Of course it’s case specific, because you could have a high income situation in which the other side is waiving maintenance or waiving a share of assets. If that’s the case then perhaps the full guidelines for child support should be directed even if the non-custodial parent in that scenario has more than the average access time with a child or children. There’s no set formula in a situation like that. It’s all subject to negotiation, and ultimately if the parties can’t settle, then it’s up to the discretion of the Judge to determine the proper amount.

Are There Any Special Issues To Be Considered In Child Support Under New York State Law?

A lot of people do not realize that in New York child support continues until 21. In a lot of other states child support gets cut off at age 18.

A lot of parents also do not realize that because New York continues child support through the age of 21, so that also generally includes the costs of college. I have had many non-custodial parents come in for a consultation and say that they’ve been paying child support all along but now their child is getting ready to go to college and the custodial parent just gave them the bill saying the parents’ portion of college is $10,000 or $20,000. They will often tell me they haven’t saved any money at all for college because child support payments have taken up all or most of their disposable income. Some people didn’t even think of it at all. Invariably I have to advise them that unreimbursed educational expenses, including the cost of college through age 21, are usually ordered by the court. It would be a very big exception to the law to say that the parent should not pay a pro-rata percentage.

Sometimes the court sets what’s called a “SUNY cap.” This means that if the child opts to attend a private school then the parent’s obligation to pay for the schooling would essentially be capped at what the most expensive SUNY School would cost. In this situation, the child would need to pay any difference by taking out student loans. That’s usually a fair result when one is not dealing with a high-income situation. On the other hand, if one or both parents are high income earners (usually $200,000 or more in the Greater New York City area) then the court may not set a SUNY cap and may make them pay a pro-rata percentage – especially if the parents also attended private college or private university.

If the parent or parents say “we just don’t have the money,” then they may need to take out a parent’s loan to fund whatever their obligation is towards college. Those are a couple of the principal differences in New York law vis a vis other states.

What Happens To The Amount Of Child Support Once My Ex Has Remarried?

The fact that they got remarried, in and of itself, would not play any basis at all in child support. Theoretically, if they got remarried and they had another child, then that is a specific deviation factor that the court can consider. However, that does not necessarily mean that they would order any change in the amount of child support paid.

If the non-custodial parent has another child, the philosophy of many Judges is that so-called “after born children” get whatever is left of that non-custodial parent’s income after the first child takes his or her cut. In other words, the philosophy is that if you have a second or third child when you know you already had a child support obligation for the first child, then you do so with the knowledge that that money is already coming out of your paycheck. You have done so knowing that any subsequent child that you have will get a lesser and lesser percentage of your income.
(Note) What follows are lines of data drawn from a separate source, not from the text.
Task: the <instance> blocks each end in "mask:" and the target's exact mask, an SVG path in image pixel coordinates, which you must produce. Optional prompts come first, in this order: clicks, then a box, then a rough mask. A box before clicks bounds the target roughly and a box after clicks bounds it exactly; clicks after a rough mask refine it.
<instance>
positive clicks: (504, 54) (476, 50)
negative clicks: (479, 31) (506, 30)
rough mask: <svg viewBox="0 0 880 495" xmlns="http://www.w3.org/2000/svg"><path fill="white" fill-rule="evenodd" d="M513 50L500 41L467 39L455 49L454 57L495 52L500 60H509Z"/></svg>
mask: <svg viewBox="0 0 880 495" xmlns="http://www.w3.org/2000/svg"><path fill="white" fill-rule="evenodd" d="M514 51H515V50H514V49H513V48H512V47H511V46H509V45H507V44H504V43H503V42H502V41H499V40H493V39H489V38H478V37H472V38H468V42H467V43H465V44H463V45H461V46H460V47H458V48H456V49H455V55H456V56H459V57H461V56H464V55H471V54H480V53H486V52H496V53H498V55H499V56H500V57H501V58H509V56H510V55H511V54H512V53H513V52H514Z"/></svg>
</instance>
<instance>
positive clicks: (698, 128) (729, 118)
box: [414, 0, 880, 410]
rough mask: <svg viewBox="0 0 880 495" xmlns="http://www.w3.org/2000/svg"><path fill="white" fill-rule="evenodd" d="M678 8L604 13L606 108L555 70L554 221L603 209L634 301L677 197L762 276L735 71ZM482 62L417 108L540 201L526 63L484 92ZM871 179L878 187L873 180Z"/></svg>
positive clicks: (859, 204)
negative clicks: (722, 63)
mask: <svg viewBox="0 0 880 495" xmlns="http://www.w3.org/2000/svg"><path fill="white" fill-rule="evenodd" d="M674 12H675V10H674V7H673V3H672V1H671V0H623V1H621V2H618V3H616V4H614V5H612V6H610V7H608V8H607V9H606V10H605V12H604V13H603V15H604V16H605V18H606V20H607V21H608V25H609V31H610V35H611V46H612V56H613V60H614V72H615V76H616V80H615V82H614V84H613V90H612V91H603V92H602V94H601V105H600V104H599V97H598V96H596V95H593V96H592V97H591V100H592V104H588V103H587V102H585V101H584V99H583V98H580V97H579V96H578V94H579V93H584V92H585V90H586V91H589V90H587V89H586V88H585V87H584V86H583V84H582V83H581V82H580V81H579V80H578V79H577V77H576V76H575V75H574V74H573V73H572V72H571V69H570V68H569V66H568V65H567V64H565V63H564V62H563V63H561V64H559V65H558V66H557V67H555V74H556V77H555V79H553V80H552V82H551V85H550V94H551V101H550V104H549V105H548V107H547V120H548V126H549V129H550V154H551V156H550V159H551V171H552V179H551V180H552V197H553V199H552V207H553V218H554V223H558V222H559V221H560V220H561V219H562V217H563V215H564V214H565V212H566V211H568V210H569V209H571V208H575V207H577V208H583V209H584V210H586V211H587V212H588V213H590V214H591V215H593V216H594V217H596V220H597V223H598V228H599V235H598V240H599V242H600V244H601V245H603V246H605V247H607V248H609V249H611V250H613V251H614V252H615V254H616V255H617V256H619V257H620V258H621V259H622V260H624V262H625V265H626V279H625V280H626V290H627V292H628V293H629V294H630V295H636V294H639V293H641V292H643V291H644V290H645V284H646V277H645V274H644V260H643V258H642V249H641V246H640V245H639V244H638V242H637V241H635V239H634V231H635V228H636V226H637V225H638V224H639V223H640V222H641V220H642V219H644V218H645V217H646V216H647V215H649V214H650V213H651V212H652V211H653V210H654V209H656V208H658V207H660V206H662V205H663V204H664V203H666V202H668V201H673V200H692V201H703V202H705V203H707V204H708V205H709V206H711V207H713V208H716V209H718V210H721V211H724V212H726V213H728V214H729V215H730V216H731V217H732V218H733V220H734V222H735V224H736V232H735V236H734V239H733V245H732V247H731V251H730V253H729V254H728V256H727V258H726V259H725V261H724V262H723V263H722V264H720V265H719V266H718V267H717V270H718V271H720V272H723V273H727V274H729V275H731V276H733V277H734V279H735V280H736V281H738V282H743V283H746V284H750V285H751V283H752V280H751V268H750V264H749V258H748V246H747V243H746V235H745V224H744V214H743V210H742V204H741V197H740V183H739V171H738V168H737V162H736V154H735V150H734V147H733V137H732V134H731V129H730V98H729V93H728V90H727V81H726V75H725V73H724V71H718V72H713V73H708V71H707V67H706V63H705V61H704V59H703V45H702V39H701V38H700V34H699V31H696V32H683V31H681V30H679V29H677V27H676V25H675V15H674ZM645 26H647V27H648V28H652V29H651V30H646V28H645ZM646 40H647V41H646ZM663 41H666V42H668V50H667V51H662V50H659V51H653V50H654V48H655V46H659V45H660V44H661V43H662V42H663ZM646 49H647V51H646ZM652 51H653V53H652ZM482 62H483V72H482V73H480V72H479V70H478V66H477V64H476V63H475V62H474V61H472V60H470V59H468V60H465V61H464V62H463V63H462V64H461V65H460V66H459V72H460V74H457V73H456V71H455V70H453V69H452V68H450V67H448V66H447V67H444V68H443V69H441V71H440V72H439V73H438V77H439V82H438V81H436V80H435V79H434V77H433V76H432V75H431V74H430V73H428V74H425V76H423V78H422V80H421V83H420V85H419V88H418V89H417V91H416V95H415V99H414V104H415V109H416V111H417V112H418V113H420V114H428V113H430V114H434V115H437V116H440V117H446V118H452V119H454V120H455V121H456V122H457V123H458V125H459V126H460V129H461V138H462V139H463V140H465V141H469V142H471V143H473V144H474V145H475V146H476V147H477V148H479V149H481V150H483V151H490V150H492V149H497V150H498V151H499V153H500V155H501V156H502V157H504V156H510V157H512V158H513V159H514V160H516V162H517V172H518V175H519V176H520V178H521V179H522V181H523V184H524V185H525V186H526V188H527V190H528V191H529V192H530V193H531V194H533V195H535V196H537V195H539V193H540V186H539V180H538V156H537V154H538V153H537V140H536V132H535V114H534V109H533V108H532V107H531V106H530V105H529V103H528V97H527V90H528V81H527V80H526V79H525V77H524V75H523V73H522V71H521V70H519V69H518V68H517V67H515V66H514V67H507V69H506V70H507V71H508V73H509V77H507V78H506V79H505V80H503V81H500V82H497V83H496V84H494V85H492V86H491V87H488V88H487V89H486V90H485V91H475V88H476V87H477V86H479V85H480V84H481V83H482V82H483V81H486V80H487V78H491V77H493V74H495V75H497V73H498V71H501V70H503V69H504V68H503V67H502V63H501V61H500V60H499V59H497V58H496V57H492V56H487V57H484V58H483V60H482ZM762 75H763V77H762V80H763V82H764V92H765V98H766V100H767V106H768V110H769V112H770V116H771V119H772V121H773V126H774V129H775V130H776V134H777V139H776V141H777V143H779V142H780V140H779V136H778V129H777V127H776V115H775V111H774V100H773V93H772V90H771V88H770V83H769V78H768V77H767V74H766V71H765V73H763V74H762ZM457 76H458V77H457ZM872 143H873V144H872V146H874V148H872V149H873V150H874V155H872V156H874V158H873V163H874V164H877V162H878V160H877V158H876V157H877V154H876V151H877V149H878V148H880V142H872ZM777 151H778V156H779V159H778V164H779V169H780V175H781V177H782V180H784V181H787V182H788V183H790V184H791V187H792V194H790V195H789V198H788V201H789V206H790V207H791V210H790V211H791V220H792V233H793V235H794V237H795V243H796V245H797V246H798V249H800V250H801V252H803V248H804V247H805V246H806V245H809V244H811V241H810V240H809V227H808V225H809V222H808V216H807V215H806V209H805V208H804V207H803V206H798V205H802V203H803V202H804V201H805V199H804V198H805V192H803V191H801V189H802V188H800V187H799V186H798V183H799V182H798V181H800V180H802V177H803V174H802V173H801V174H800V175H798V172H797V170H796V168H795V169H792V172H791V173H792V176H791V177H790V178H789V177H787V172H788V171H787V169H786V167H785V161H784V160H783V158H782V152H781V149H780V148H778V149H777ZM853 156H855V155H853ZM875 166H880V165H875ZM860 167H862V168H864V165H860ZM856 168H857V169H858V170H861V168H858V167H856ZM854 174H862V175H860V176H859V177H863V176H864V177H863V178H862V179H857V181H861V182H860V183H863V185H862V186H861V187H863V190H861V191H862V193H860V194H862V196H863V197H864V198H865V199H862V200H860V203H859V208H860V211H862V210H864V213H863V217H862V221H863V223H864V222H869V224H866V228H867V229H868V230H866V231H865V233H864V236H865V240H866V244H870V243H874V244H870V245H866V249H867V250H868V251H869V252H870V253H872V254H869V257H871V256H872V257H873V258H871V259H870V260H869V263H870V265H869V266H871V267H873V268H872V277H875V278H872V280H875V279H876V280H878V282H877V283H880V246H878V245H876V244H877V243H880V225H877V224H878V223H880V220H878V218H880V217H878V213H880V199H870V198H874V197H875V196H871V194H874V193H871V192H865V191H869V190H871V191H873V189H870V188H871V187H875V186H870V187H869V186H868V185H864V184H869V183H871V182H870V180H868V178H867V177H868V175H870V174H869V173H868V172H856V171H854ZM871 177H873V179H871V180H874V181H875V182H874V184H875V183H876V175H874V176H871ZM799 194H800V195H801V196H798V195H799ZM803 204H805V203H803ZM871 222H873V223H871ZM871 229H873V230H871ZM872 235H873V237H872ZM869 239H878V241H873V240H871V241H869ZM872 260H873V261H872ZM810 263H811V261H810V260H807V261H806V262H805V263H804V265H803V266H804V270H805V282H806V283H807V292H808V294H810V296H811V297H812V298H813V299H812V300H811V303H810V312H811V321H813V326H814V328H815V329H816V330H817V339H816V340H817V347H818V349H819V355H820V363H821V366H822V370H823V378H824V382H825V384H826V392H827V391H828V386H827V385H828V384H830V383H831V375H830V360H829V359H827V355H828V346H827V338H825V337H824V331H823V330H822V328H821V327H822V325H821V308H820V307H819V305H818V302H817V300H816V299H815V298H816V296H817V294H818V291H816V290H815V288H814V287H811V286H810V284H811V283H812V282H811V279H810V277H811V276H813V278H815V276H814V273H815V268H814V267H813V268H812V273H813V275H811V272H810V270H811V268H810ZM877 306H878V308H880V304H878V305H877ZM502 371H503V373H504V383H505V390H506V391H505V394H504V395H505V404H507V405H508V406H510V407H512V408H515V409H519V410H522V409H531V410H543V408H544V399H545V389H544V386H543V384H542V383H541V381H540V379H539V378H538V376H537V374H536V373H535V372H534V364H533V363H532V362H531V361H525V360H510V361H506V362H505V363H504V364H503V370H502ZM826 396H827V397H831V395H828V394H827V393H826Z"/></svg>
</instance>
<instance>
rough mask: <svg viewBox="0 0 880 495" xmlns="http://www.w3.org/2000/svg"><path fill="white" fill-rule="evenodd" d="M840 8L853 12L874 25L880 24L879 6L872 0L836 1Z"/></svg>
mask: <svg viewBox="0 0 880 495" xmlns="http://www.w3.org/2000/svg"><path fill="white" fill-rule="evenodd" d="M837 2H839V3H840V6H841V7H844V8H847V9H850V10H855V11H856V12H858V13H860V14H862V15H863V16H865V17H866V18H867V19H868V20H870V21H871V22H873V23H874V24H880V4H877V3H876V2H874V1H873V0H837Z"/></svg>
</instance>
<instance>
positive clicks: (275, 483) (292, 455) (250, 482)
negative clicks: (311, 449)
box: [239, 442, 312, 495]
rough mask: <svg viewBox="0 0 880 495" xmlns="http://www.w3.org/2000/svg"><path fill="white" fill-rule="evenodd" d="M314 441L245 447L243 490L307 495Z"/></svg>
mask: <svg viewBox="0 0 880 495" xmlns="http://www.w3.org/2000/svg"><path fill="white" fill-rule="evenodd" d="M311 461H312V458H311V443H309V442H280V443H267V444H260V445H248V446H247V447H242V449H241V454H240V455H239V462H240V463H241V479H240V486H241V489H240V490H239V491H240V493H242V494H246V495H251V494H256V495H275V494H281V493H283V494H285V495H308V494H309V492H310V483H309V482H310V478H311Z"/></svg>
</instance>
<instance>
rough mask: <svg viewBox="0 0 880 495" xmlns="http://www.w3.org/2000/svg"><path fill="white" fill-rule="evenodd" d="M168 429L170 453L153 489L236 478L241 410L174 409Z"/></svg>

If the law didn’t work like that, then theoretically if a person had 10 children with 10 separate mothers and each of them were entitled to 17% then the father would be paying 170% of his income. Obviously the law cannot be structured like that because doing so would be an impossibility. The only way the law can be structured is that the first child gets 17% of the father’s income and then each subsequently-born child would get 17% of whatever is left.

In some cases, an argument can be made that support provided by the new spouse to one of the parent’s should be seen as income. Usually that argument only works in cases in which that particular parent is suppressing his/her income.